Jay Z made sure you knew who Emory Jones was through song while Jones was incarcerated on drug-related charges. Now a free man, the Roc Nation lifestyle specialist wants to build his own name and reputation within the fashion industry.
Jones earned his nickname “Vegas” scoring big on a Las Vegas trip during his hustling days prior to Jay Z’s rap superstardom. His collaboration with Puma, dubbed “Bet on Yourself,” is an attempt to use winning big as a theme to inspire a positive mindset and encourage people to take a chance on themselves.
“I got the name ‘Vegas’ for all the wrong reasons,” Jones told Footwear News. “I want to send a positive message. I thought about who ‘Vegas’ was and flipped it — casino, gambling, bet on yourself.”
The two-shoe collaboration is executed on Puma’s retro tennis silhouette, the Star, and the Ignite cushioning-infused Dual running style. The project, which also features apparel, is available now on ycmc.com, in Shoe City doors and at the Puma Lab inside Foot Locker’s latest New York City store in Times Square.
The Star and Dual retail for $69.99 and $99.99, respectively.
Before his scheduled speaking engagement on Friday at 5 p.m. ET at Foot Locker’s NYC store on Broadway, Jones spoke with FN about how the association with Jay Z has impacted his perception in the fashion industry, his shoe choices for the “Bet on Yourself” line and the consumer he thinks the collaboration will resonate with.

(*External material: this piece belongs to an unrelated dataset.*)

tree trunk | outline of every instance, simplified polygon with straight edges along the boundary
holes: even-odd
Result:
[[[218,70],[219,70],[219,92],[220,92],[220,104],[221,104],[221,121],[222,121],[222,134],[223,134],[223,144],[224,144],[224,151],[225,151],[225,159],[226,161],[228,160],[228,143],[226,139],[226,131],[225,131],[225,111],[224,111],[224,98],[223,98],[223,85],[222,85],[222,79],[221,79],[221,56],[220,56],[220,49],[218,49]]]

Footwear News: What kind of consumer is buying the “Bet on Yourself” collection? Who is this made for?
Emory Jones: From the feedback I’ve been getting, it doesn’t have a demographic. You’ve got the corporate guy, for example, like a good friend of mine who owns Eboost, [Josh Taekman]. I help him see sneaker culture through me. Then you’ve got the young kid who sees the message of betting on yourself and says, “That resonates with me.” Females, too. Some of the biggest support I’ve been getting is from females.
You didn’t choose Puma’s most popular silhouettes for this collab. Why opt for the Star and Dual styles?
EJ: It’s easy to go with what’s working. This is about showing people something different. The Star is so strong for them, but I don’t think they realize how strong it is. And I love the Dual sneaker because of Ignite [cushioning]; it’s a comfortable sneaker. Puma was surprised because they never had anyone do a technical sneaker like that; it’s always been a running shoe, and they never thought of it in lifestyle.
How did you come up with the look for the shoe?
EJ: The colorway came from the era I grew up in, the late ’80s and early ’90s, when we wore fatigue jackets and camo [camouflage]. The green is the core, and the blue is the base; I used the blue because it’s like a pair of good blue jeans you could wear with anything. And the red was because it needed a subtle pop.
How has being around Jay Z helped you professionally?
EJ: To have a lead and a brother that has set so much tone for us in culture is a plus. To soak that energy up, to be around him and see how creative his mind is, see how smart he is, is like still being in school. It’s like having the professor with you every day. All you have to do is give me the information and I’m going to run with it. That is a blessing.
Do industry insiders see you as just Jay Z’s friend or do they take you seriously as your own entity within fashion?
EJ: They’re getting to know me personally and how I operate; they’re starting to respect me and understand that I’ve got my own mind, that I’m my own man. But it is a blessing for me to have [Jay Z] as a support system.
How, if at all, do you use your affiliation with Jay Z to your advantage?
EJ: I think sometimes I don’t utilize Jay and my team the way I should. I’m still trying to prove myself. I’m not walking in the door saying, Roc Nation Jay Z. You’re not getting that from me. If you’re looking for that when I walk into your office, I’m walking right out of your office. I’m not using him to my benefit. I stand for something. What we’ve built with our friendship stands for something, and I’m not jeopardizing that.
Did you ever think that you’d be here now, working with Roc Nation and collaborating with Puma, after your incarceration?
EJ: Yes, because that was just a situation; that’s not who I am as a man. Everybody who goes through that type of scenario isn’t a bad person. When I did my time, I never let it discourage me from becoming who I was going to be.